Dampaknya hal tersebut terlihat dari meningkatnya deforestasi yang merusak ekosistem dan memperbesar risiko kebakaran, terutama di lahan gambut.
Ketika lahan gambut kering, menyebabkan api sulit dipadamkan dan menimbulkan dampak yang semakin meluas berupa kabut asap tebal, gangguan kesehatan, kerugian ekonomi, hingga kerusakan lingkungan jangka panjang.
Sesungguhnya kebakaran hutan dan lahan tidak bisa hanya dipahami sebagai lemahnya pengawasan atau pelanggaran di lapangan. Ini juga terkait arah kebijakan pemerintah dalam hal pembangunan.
Ketika kepentingan ekonomi lebih didahulukan dibandingkan dengan perlindungan terhadap lingkungan, maka kebijakan pemerintah yang sah secara hukum pun tetap bisa membuka celah eksploitasi yang jelas hal tersebut dapat merusak alam.
Ini merupakan buah dari kebijakan pemerintah terkait konsesi hutan untuk para pemilik modal /perusahaan. Dan juga abainya perusahaan serta negara dalam menjaga hutan sebagai paru-paru dunia. Didukung pula oleh penerapan hukum yang tumpul ke atas namun tajam ke bawah, sehingga hal tersebut tak mampu untuk memberikan efek jera bagi para pelaku pembakar hutan tersebut.
Dalam sistem kapitalisme sekuler adanya penyelewengan wewenang dan pembakaran hutan untuk pembukaan lahan baru adalah hal yang lumrah terjadi meskipun hal tersebut tentu akan berdampak pada rusaknya ekosistem lingkungan dan hutan sebagai paru-paru dunia. Karena dalam sistem kapitalisme terutama bagi para korporasi adalah meraup keuntungan sebesar-besarnya dengan modal yang sekecil-kecilnya.

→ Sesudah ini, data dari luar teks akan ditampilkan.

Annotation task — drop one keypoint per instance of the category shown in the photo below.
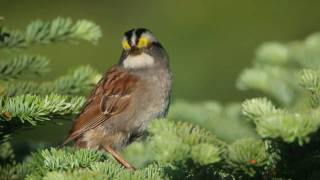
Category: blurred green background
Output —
(209, 41)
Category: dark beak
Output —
(135, 51)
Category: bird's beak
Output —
(134, 50)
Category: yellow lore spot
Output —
(125, 44)
(143, 42)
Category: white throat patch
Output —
(138, 61)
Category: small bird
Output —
(128, 96)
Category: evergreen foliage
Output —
(276, 136)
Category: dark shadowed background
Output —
(209, 41)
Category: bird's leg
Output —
(119, 158)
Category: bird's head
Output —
(137, 40)
(141, 49)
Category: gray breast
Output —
(152, 100)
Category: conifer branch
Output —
(41, 32)
(27, 110)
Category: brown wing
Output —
(110, 97)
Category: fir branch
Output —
(69, 163)
(77, 82)
(175, 142)
(23, 66)
(32, 109)
(40, 32)
(247, 155)
(310, 80)
(277, 82)
(256, 108)
(278, 123)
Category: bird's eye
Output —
(125, 44)
(143, 42)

Kasus kebakaran hutan akan terus berulang setiap tahunnya jika kita masih setia pada sistem yang jelas rusak dan merusak.
Dalam Islam, hutan termasuk kedalam kepemilikan umum, bukan kepemilikan individu maupun negara yang bebas dikuasai oleh segelintir orang. Rasulullah SAW bersabda:
"Kaum Muslim berserikat dalam 3 hal yaitu air, padang rumput dan api" (HR.Abu Dawud, Ahmad dan Ibnu Majah)
Namun, karena pengurusan hutan ini tak dapat dilakukan oleh 1 orang saja, karena membutuhkan keahlian dan sarana prasarana dalam mengelolanya. Maka negara diberi amanah untuk mengelola hutan tersebut.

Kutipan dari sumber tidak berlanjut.